Cycles X Merged Into Blender 3.0 With NVIDIA CUDA/OptiX Support, AMD HIP Pending

Written by Michael Larabel in Free Software on 21 September 2021 at 03:33 PM EDT. 8 Comments
FREE SOFTWARE
Cycles X as a modernizing of Blender's Cycles rendering engine has now landed in the latest development code for Blender 3.0. Cycles X brings big performance improvements but does eliminate OpenCL support in the process.

Cycles X was one of the reasons for the delay in the Blender 3.0 release to allow time for this Cycles overhaul to land. As of yesterday, the Cycles-X branch was merged into the Blender 3.0 code-base as a major renderer update.

The merge notes, "This includes much improved GPU rendering performance, viewport interactivity, new shadow catcher, revamped sampling settings, subsurface scattering anisotropy, new GPU volume sampling, improved PMJ sampling pattern, and more."

While this does bring big GPU performance improvements, at the moment it's limited to NVIDIA GPUs with the OptiX and CUDA back-ends. The OpenCL back-end was removed in Cycles X due to OpenCL being rather stagnate and problems in the Blender back-end support, but Blender developers are working on alternatives for supporting Intel and AMD GPU acceleration too.

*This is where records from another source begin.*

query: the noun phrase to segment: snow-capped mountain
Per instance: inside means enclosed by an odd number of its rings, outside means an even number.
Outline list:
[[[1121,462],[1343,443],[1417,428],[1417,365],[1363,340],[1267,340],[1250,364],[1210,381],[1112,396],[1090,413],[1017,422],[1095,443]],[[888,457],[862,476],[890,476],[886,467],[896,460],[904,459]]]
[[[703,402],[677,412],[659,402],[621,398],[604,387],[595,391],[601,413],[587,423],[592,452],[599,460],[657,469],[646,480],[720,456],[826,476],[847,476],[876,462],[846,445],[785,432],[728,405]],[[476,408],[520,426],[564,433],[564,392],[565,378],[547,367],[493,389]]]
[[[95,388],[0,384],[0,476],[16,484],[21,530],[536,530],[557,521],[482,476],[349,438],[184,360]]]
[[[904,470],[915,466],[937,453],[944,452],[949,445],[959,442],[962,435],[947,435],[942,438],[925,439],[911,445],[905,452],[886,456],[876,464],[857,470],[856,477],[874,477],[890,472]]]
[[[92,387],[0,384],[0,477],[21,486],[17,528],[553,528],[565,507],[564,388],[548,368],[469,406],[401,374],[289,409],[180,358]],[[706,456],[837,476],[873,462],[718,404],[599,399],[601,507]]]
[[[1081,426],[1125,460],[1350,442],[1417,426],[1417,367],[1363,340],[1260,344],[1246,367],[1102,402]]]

In fact, opened yesterday is a merge request adding AMD HIP support to Cycles X. HIP is the interface for Radeon GPUs similar to CUDA. The Cycles X HIP support is still in development and not considered ready for end-users yet.

The updated Blender 3.0 Cycles release notes outline with Cycles X the OptiX kernel compilation time is now significantly lower, baking now supports hardware ray-tracing with OptiX, and a run-through of all the other renderer improvements.

This Cycles X support can be found now in the newest Blender 3.0 daily builds.

Blender 3.0 plans tomorrow to move into its improvement/stability "Bcon2" phase and to run until 20 October when it will turn to bug-fixing-only and code branching. The plan is to officially release Blender 3.0 around 3 December.